Watermelon Slicer and Server
Many of our kitchen drawers are filled with gadgets that are adept at performing a single task. Did we need to make room for another one?
How We Tested
The Angurello Watermelon Slicer and Server by IPAC ($15.96) promises to make quick, easy, and clean work of slicing and serving watermelon. It’s essentially a set of tongs with two connected, parallel, crescent-shaped blades at one end. To use the tool, you insert it into a halved watermelon and guide it down and across the flesh in rows, creating mostly rind-less slices of consistent width. Once you’ve cut slices in one direction, you can also make a new set of cuts at a right angle to the original ones, producing rectangular fingers of melon. To serve, you pinch the tongs around each slice or finger and lift it out. We wanted to know whether this tool does a neater, faster, more consistent job of cutting and serving watermelon than a knife, so we put it to the test.
The results were clear—and disappointing. The watermelon released just as much juice when we used this tool as when we cut it with a knife, and while the tool’s blades were sharp, it wasn’t faster or easier to use than a knife. In fact, it took slightly more time to make each new cut line up with the last, and we had to yank upward awkwardly to dislodge the tool after each slice. Those big, scythe-like blades lacked precise control when serving the fruit, sometimes mashing it in the process. And of course, if you buy a whole watermelon, you’ll still need a knife to cut it open.
Worse, because it was impossible to gauge how deeply the tool was slicing into the melon, we either took too much off the bottom (leaving on undesirable rind) or, more often, too little (wasting lots of fruit).

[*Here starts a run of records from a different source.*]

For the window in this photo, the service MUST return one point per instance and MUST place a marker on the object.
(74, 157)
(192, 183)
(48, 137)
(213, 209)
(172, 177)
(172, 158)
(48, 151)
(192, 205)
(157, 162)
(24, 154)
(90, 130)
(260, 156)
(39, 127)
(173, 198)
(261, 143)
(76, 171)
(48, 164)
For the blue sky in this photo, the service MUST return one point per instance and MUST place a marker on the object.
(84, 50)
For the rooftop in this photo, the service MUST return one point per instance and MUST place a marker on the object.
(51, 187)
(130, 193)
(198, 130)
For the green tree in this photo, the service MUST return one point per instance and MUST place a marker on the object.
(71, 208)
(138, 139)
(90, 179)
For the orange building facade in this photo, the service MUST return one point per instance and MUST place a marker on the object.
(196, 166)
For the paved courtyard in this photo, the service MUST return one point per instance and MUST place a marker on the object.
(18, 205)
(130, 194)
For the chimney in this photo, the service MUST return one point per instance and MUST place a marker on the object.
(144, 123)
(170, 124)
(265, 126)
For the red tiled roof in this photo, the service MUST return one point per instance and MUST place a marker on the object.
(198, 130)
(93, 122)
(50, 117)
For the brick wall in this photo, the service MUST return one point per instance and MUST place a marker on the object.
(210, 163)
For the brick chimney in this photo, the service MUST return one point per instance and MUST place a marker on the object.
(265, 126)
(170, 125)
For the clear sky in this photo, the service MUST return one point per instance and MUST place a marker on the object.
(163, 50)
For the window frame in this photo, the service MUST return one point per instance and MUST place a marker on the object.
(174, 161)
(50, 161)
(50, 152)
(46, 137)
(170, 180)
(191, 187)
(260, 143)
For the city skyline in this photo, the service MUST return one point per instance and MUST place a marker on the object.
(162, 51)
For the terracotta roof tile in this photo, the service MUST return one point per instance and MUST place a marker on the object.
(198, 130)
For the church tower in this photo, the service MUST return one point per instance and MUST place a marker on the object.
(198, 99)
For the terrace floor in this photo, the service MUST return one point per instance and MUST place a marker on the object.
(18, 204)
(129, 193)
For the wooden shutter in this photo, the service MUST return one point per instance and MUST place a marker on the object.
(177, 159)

Either way, the finished slices and cubes—though of consistent thickness, as promised—had odd, swooping, erratically cut bottom edges. Additionally, some tasters bemoaned the lack of a rind “handle.”
For perfect, presentation-worthy watermelon slices and cubes, save your money and stick with your knife. A serrated knife will get the job done in less time—and much more attractively and efficiently, too.
We tested the Angurello Watermelon Slicer and Server by IPAC ($15.96) by using it to slice and cube watermelon halves and quarters. We timed each session and compared the results to the times logged by a serrated knife; we also compared the messes generated and the quality of the slices and cubes produced. We purchased the product online.
EASE OF USE: We assessed the product on how easily it cut watermelon slices and cubes, how smoothly it maneuvered around the watermelon, and how neatly it served the slices and cubes.
PERFORMANCE: We assessed the product on how consistently it produced uniform, attractive-looking, rind-free slices and cubes of watermelon without wasting fruit.